Chrysin and isoproterenol was procured from Sigma Chemical Company (St. Louis, MO, USA) and was suspended in 0.5% carboxymethyl cellulose and dissolved in normal saline respectively. p44/42 MAPK (ERK½) (137 F5), phospho-p44/42 MAPK (ERK½) (Thr202/Tyr204), SAPK/JNK, phospho-SAPK/JNK (Thr183/Tyr185), TGF-β and IKK-β (L570) antibodies were purchased from Cell Signaling Technology, USA. PPAR-γ and P-p38 antibodies were purchased from Santa Cruz, USA and MMP-2, p38, β-actin, and NF-κBp65 antibodies were procured from Abcam Technologies, USA. Secondary antibodies were purchased from Merck GeNei, India. Creatine Kinase isoenzyme-MB (CK-MB) (Spinreact, Spain), 8-hydroxy-2′-deoxyguanosine (8-OHdG) (BMassay, Beijing, China), Rat Tumor necrosis factor-alpha (TNF-α) (Diaclone Tepnel Company, UK) and Lactate Dehydrogenase (LDH) isoenzyme (Logotech, Delhi, India) kits were used.

Experimental protocol

Rats were divided into six groups with 10 animals in each group viz.

Group 1 (Sham): Rats were administered 0.5% carboxymethyl cellulose orally (1.5 mL/kg) for a period of 28 days. Consecutively, on 27th and 28th day the experimental animals were subcutaneously injected normal saline (1.5 mL/kg).

Group 2 (ISO): Rats were administered 0.5% carboxymethyl cellulose orally (1.5 mL/kg) for a period of 28 days. Consecutively, on 27th and 28th day the experimental animals were subcutaneously injected isoproterenol (85 mg/kg) to induce myocardial injury.

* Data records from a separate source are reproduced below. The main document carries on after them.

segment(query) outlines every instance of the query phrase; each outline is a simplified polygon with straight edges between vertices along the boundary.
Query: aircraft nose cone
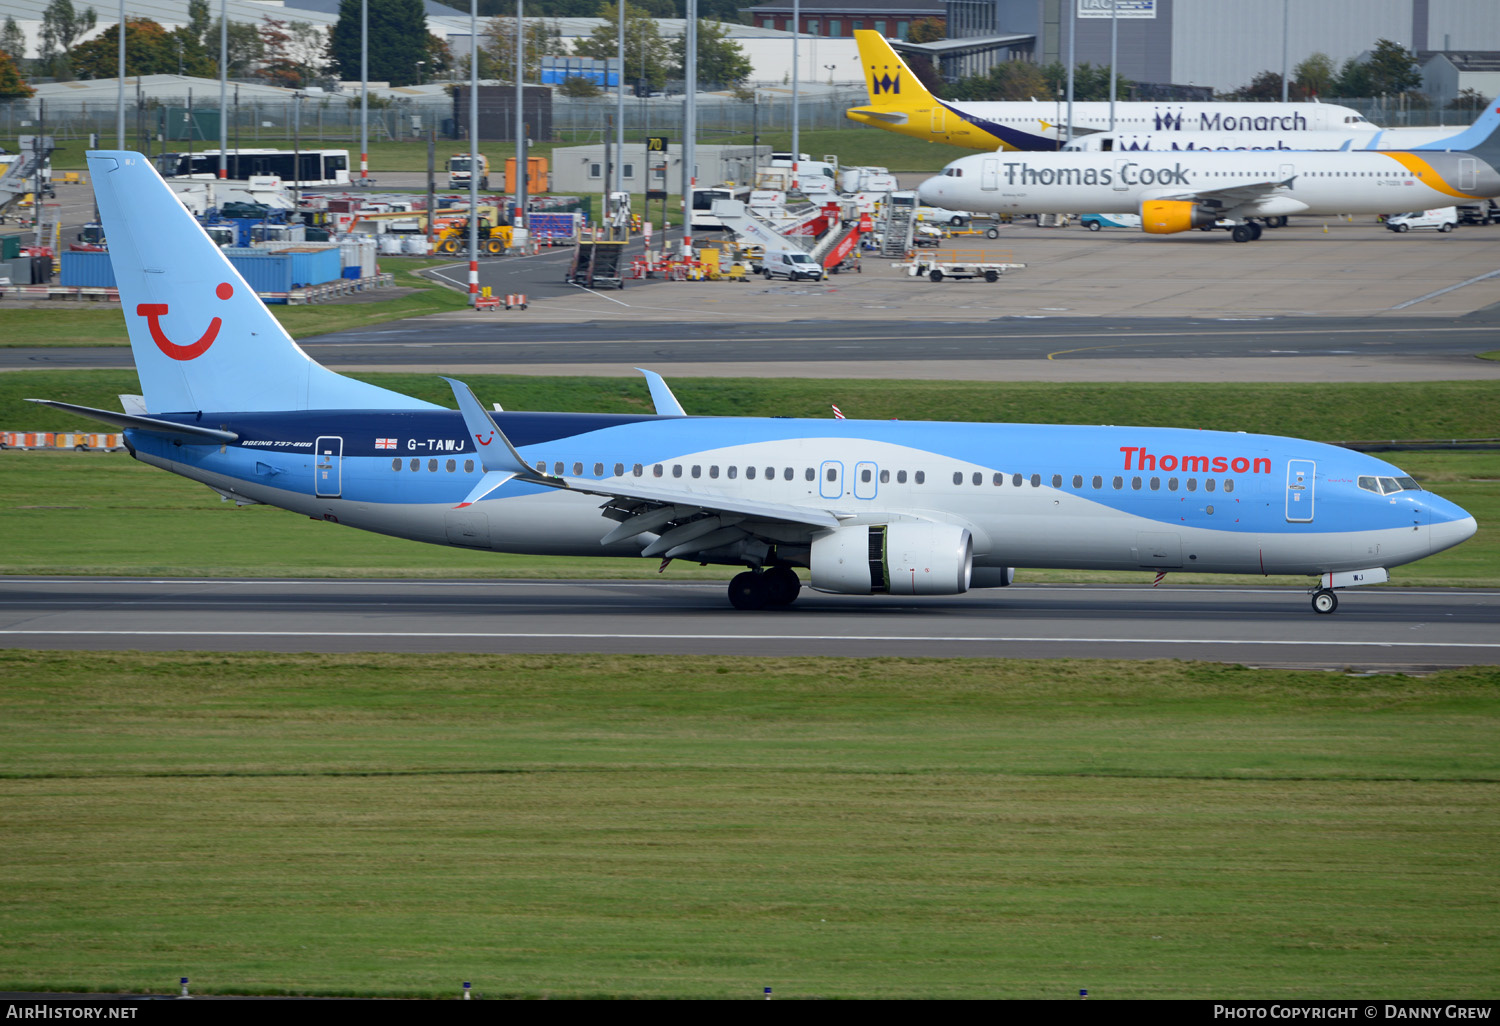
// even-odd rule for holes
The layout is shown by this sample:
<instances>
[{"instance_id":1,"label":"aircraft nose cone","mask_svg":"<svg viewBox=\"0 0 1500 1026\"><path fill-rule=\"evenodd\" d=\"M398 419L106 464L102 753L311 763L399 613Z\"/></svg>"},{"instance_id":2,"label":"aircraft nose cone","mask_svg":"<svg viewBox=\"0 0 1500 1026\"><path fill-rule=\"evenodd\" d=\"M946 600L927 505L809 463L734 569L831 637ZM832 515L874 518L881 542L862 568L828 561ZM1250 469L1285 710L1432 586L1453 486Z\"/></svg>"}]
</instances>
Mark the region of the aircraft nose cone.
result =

Groups 3–5 (Chr15, 30, 60 + ISO): Rats were administered chrysin (15, 30 and 60 mg/kg, p.o., respectively) for a period of 28 days. Consecutively, on 27th and 28th day the experimental animals were subcutaneously injected isoproterenol (85 mg/kg).

Group 6 (Chr60ps): Rats were administered chrysin (60 mg/kg, p.o., respectively) for a period of 28 days. Consecutively, on 27th and 28th day the experimental animals were subcutaneously injected normal saline (1.5 mL/kg).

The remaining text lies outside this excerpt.